Friday, January 20, 2006

Ask the Tillerman #2

By special request for one of the commenters to De-Lurking Day here is another in the series of Ask the Tillerman advice columns.

Dear Tillerman, I often hear that there are very few people between the ages of 22 and 35 active in sailing. Kids, teenagers and college students do a lot of sailing; old geezers over 35 dominate your average yacht club. But the twenties and early thirties age group is missing.

I can believe it. I'm one of that group. And it's tough.

First of all there's the time pressure. We're busy getting started on our careers, finding a mate, getting engaged, getting married, buying a house, buying furniture for the house, maintaining the house, mowing the lawn, having kids, looking after kids. Where the heck are we going to find time to sail?

Then there's the money problem. What with student loans, clothes, dating, engagement ring, wedding ring, wedding, mortgage, mending the roof, clothes for the kids, car loans, car repairs, etc. etc. where are we going to find the money to afford to join a yacht club, buy a boat and enter regattas?

All of the above applies to me. Not only do I have a mortgage, a wife, a car loan, a new baby, a long commute and a full-time job, I am also going to law school in the evenings. On top of all that I've put on a bit of weight since I was a competitive college sailor. OK -- a lot of weight. And I'm not as fit as I used to be.

But I really want to take up sailing again and recently someone offered to lend me a Laser. But I'm sure I'm too heavy for a Laser and at this weight I'd be really slow in light airs not to mention a total klutz in the boat. And I'm not fit enough to sail a Laser in heavy airs. I could join a gym but when would I find the time to work out? And then the weather in New England is freezing cold and the drysuit I had in college won't fit me any more and the nearest frostbite fleet is 50 miles away. And in any case, I'm always busy at weekends with various family commitments and church and doing chores and spending time with my new baby.

So Mr Tillerman, what do you think? Should I accept the offer of this Laser and go sailing again?

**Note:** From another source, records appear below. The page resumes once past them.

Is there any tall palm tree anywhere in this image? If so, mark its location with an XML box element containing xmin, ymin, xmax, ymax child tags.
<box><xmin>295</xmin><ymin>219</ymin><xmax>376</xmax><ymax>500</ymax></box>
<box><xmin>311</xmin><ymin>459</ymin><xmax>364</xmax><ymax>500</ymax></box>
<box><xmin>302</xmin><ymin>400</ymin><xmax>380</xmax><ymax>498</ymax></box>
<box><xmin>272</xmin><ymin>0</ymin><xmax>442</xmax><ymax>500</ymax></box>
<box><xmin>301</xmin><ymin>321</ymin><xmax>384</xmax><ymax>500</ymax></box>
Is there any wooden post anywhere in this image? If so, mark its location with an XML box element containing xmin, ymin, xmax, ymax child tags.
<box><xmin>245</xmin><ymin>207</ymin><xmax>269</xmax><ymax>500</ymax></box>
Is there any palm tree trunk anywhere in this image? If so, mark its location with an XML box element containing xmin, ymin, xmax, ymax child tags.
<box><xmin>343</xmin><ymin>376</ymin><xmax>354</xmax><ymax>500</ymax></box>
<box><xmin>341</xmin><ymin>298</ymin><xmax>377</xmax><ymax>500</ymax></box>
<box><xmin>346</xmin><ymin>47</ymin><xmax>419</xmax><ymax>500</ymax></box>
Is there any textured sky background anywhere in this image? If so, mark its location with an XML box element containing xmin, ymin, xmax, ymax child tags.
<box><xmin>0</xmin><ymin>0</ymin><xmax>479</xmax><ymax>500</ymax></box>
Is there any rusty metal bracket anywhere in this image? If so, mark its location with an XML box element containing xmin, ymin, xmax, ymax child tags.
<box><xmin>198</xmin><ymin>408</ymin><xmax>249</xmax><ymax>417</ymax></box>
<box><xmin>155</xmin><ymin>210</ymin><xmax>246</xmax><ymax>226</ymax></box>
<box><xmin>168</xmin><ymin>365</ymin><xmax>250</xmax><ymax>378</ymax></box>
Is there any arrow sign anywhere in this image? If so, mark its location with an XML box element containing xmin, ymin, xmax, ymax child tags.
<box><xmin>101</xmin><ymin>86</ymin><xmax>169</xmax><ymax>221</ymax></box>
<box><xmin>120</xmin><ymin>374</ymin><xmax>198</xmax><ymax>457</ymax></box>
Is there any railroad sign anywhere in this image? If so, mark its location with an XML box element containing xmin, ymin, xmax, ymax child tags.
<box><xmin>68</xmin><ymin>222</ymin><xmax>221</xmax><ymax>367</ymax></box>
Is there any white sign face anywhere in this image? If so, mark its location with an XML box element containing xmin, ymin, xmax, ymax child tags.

Yours Sincerely, Without a Clew.

Dear Without a Clew,


EVK4 said...

Over 35 = old geezer....interesting. Is it my daughter writing this blog?

Litoralis said...

Thanks for answering the question I should have asked. See the first of my 2006 Sailing Goals here.

Anonymous said...

Gee I must be old, I'm over 45!

Anonymous said...

I just turned 38 and am about to go sailing long-term. I've also decided to spend the next five-to-six months getting into shape to do it... :D

Carol Anne said...

evk4, I think it may be my son.

Anonymous said...

it'd true re the age range, if we drink lotsa rum we always wake up next to some ol shagger next end up with some old shagger, where that 22 to 35's ?

EdShift said...

As someone firmly in this rare age group and furthermore having only just got into it again after ten years and with the long commute and the (Albeit very understanding) partner and the seemingly constant out of hours company funded courses to attend(HOW IS IT THAT WE FALL FOR THAT ONE TIME AND AGAIN???) I think this is the time when sailing and racing competitively is really positive and thereputic and and a complete antidote to losing it with stress and it's associated ills.

When I am sailing I am there. 100%.
There is nothing else on my mind. In fact unless I force myself everything I have learned in books about sailing and as apposed to that which I have drummed into my subconsious experiantally during the previous sails is gone.

Sailing has an amazing ability to induce Zen like trance states where you can spend an hour on a long windward leg staring at a couple of inches of wool on a sail whilst similtaneously balancing the boat.
Nothing else.
Zen calls this positive Samadhi.
It can be likened to the buddhist novice being told to sweep the yard
as the first step to enlightenment.

Once he can reach the stage where there is nothing except the brush and the dust he is that much closer to his goal.

That may soon a bit pseoudo-mystical and I'll quite willingly admit to elucidating it very well however I have spent many an hour sailing during which I have had no more thought in my head than "inside luff fluttering-bear away slightly.
It's an odd sport in that way but there is no other which is better for providing a condensed three hour escape from everything else in your life and there have been timees this year for me where that has made the difference between it all getting too much and it all being put in to perspective.